Co-digestion of organic and mineral wastes for enhanced biogas production: Reactor performance and evolution of microbial community and function

Abstract

Mineral wastes (MWs) from municipal solid waste incineration plants and construction demolition sites are rich in minerals, heavy metals and have acid neutralising capacity. This renders such MWs a promising source of bulk and trace elements to enhance and stabilize biogas production in anaerobic processes. However, finding a MW with typical heavy metal concentrations, which promotes anaerobic digestion (AD) without adverse effects on the microbial community of the reactor is of major importance.
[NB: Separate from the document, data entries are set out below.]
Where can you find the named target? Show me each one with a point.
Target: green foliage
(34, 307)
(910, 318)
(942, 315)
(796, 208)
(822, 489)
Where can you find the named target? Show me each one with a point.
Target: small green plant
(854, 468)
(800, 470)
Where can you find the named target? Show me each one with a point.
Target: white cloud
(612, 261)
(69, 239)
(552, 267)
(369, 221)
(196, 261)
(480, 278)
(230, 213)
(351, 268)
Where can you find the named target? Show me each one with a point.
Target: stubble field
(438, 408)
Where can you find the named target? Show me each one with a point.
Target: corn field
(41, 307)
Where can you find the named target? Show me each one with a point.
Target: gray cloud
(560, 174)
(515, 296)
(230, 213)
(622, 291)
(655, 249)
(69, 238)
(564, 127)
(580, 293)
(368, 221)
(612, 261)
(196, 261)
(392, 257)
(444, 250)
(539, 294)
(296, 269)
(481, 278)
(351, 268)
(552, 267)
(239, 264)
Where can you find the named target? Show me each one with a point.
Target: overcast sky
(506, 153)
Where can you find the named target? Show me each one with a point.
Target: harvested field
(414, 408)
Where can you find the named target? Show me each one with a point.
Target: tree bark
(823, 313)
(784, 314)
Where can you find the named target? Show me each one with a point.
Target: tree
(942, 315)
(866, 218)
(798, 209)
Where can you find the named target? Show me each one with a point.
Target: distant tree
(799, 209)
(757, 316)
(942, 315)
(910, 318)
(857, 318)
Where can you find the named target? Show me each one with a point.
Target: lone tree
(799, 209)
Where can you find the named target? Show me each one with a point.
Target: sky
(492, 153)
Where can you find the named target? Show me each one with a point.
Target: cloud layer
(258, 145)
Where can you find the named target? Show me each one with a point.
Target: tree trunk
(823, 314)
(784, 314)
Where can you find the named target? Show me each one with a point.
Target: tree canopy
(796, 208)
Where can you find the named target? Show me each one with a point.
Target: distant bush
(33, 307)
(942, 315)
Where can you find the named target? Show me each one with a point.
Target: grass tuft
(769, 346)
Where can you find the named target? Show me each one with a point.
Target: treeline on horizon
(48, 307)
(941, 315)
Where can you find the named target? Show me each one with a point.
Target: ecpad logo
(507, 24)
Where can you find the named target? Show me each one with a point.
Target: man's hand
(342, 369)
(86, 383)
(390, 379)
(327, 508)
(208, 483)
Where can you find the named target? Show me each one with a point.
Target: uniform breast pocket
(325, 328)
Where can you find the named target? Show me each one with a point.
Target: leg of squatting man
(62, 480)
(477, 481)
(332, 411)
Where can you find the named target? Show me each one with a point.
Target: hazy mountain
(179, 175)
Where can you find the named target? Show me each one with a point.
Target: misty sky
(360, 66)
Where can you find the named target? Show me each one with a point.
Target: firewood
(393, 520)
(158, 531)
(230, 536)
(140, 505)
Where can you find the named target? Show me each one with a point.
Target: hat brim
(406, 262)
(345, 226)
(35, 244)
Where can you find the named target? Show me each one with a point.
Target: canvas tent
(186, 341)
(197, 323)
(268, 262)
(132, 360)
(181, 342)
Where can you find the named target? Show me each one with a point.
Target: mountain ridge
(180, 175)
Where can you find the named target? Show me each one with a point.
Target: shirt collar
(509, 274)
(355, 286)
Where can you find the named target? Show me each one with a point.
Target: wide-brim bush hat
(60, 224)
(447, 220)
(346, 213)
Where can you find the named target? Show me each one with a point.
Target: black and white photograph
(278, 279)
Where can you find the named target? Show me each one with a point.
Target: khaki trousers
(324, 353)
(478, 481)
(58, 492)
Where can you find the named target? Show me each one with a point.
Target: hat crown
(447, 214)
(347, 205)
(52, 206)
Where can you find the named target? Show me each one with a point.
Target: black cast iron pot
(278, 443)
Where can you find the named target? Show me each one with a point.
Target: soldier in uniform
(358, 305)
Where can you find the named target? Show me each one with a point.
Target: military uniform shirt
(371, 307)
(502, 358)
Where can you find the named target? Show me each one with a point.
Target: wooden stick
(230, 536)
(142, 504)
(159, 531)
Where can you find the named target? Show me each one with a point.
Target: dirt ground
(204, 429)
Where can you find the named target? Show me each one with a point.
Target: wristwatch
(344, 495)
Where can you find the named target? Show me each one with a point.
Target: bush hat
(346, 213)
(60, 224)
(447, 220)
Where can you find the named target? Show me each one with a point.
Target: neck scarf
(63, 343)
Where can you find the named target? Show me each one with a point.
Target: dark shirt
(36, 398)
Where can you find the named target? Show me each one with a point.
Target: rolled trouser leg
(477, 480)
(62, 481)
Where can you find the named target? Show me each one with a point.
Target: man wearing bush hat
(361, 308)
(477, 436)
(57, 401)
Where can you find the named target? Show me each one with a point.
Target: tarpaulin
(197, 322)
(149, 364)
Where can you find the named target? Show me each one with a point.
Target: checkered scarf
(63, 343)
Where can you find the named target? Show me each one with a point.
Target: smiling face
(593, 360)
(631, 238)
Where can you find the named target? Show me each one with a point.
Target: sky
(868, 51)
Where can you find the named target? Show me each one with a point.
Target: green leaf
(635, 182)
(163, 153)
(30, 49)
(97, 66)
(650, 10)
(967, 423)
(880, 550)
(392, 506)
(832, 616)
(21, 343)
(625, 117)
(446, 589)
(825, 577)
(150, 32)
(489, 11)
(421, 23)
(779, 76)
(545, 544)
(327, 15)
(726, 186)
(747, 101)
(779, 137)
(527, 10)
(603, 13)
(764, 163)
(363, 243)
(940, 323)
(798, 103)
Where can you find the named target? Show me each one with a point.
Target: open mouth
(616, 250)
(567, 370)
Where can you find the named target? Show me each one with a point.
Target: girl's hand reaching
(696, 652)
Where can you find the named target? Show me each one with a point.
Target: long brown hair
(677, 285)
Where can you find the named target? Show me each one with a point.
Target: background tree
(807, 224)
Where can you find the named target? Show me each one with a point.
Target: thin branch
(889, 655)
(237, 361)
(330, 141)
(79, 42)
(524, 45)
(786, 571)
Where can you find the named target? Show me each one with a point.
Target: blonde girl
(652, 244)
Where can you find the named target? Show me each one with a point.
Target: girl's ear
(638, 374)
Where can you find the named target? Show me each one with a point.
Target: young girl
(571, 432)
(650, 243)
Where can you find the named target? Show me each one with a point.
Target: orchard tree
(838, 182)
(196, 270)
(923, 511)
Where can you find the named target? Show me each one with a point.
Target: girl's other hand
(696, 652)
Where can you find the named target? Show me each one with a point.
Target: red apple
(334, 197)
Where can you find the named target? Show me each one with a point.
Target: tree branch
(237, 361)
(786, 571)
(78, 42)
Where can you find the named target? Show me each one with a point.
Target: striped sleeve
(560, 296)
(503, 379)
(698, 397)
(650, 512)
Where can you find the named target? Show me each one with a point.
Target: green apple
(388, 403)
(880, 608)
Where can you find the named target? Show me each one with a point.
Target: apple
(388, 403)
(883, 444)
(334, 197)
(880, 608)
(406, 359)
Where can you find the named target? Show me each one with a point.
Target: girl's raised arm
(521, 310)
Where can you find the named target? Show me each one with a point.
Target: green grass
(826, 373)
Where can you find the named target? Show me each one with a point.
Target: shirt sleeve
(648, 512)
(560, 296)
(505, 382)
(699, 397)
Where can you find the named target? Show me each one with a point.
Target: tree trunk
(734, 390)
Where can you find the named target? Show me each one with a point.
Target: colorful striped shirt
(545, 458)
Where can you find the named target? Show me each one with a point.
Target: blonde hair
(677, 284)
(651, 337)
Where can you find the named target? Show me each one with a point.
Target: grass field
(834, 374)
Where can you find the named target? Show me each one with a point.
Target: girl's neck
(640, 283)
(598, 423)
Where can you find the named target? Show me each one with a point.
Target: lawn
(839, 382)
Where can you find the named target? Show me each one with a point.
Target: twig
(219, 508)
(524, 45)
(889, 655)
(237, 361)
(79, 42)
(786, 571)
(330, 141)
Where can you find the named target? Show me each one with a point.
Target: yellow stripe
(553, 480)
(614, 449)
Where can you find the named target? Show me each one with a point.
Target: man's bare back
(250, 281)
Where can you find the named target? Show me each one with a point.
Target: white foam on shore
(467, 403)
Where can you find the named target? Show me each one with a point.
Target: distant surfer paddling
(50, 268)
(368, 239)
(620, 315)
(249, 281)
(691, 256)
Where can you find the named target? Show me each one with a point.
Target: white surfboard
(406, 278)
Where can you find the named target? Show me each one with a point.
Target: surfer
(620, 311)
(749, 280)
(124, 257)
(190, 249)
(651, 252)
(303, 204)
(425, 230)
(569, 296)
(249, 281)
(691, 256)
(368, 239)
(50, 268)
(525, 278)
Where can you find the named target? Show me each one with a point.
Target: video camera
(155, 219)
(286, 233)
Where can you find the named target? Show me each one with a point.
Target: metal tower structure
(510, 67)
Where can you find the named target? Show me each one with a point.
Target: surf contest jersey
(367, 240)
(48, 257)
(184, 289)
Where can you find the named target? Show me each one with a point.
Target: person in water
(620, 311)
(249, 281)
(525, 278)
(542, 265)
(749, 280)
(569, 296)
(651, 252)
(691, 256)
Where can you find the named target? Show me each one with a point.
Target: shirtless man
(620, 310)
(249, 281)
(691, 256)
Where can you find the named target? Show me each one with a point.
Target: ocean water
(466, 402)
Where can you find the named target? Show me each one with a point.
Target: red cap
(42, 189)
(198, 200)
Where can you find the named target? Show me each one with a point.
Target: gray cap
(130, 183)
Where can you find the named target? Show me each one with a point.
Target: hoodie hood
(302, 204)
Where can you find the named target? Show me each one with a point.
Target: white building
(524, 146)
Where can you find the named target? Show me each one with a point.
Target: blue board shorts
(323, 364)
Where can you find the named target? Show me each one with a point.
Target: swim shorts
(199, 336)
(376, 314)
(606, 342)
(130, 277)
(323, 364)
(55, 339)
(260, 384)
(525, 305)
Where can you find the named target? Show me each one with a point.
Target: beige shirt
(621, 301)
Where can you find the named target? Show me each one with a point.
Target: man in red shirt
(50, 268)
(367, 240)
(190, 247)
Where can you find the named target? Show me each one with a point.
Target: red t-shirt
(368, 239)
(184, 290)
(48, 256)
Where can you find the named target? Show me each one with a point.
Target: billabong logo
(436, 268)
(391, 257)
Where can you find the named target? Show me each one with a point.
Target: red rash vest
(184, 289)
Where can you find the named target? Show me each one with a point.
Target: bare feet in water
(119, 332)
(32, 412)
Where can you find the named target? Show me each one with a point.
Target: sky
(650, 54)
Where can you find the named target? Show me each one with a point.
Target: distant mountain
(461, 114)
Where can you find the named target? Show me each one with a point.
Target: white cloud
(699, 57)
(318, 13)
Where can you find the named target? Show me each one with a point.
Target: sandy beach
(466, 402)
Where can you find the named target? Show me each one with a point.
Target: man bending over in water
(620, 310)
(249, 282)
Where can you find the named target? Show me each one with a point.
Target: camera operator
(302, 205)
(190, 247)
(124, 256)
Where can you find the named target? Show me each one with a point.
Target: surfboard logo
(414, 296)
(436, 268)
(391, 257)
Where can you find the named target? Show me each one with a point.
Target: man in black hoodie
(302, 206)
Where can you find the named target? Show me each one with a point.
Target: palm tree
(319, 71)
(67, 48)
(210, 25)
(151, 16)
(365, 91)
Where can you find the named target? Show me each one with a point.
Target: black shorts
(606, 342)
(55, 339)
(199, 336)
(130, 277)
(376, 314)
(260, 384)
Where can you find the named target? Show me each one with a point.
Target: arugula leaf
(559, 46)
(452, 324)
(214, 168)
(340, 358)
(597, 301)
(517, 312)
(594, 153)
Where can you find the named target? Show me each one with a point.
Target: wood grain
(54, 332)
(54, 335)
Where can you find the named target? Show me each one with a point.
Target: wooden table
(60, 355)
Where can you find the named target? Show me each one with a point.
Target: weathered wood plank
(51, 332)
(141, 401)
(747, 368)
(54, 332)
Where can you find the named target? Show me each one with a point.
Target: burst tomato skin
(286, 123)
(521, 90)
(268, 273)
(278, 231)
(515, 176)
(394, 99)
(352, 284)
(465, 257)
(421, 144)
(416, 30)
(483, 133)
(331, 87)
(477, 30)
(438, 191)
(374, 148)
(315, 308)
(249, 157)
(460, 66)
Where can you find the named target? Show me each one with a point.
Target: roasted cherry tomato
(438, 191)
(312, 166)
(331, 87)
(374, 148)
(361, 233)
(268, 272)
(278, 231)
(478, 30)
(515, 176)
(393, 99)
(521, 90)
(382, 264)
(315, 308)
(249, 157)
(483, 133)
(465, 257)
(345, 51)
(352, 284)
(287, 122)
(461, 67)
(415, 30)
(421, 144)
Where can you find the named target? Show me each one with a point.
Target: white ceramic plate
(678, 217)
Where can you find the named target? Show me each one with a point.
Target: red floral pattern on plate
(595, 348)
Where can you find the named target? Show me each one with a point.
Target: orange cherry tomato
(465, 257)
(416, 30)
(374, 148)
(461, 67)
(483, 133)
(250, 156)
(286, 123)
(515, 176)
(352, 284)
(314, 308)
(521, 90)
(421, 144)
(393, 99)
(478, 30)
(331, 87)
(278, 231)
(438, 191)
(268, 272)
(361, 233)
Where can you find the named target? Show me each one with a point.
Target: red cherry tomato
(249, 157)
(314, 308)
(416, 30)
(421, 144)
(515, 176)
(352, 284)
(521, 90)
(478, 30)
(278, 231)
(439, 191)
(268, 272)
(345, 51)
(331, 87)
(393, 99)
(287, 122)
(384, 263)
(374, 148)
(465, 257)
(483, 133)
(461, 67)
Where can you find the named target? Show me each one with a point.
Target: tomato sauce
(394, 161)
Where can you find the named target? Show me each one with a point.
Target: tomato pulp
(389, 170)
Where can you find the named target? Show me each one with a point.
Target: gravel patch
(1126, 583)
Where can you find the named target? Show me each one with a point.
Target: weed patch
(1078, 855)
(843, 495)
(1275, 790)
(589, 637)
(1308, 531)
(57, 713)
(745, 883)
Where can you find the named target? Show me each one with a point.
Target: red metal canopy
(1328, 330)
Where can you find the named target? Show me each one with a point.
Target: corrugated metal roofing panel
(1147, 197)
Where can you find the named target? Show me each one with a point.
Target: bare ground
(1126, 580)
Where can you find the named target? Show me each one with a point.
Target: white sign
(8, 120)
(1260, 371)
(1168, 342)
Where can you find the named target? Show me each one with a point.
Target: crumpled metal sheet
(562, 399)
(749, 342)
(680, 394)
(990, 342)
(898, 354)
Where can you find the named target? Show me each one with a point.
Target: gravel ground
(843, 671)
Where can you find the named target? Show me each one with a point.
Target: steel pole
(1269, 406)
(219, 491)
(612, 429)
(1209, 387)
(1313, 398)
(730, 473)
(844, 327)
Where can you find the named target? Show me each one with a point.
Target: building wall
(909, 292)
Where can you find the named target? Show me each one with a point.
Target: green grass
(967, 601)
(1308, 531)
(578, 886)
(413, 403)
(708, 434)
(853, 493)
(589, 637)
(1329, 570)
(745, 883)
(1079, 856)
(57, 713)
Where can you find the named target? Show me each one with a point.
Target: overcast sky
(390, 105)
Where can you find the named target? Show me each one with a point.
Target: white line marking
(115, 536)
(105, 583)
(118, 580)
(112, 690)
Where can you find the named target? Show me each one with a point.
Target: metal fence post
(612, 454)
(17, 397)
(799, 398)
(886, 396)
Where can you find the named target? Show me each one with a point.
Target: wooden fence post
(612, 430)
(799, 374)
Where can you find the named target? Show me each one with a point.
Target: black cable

To investigate the impact of several MW additives (1. incineration bottom ash; 2. fly ash; 3. boiler ash; 4. cement-based waste) as AD co-substrates, six 5 L single stage mesophilic, continuously stirred tank reactors (CSTR) were setup. Two different feeding regimes were employed including: (a) a liquid-recycled feeding method (LRFM); (b) a draw-and-fill feeding method (DFFM). Under the LRFM regime, one gram MW per gram organic waste enhanced process stability (pH), increased methane production (25-45% increase), and yielded (450-520 mL CH₄/g VS); DFFM enhanced digestibility to a lesser degree. Illumina HiSeq 16S rRNA community sequencing of reactors showed that the microbial community compositions were unaffected by the presence of MW additives in comparison to unamended controls, but MW amendment accelerated bacterial growth (determined by qPCR). In contrast, different feeding regimes altered the microbial communities; Methanoculleus (hydrogenotrophic) and Methanosaeta (acetoclastic) were the most abundant methanogenic genera in the LRFM reactors, and the more metabolically versatile Methanosarcina genus dominated under DFFM.

Keywords: Co-digestion; Methanogenic activity; Microbial diversity; Microbial population; Mineral wastes; Process stability.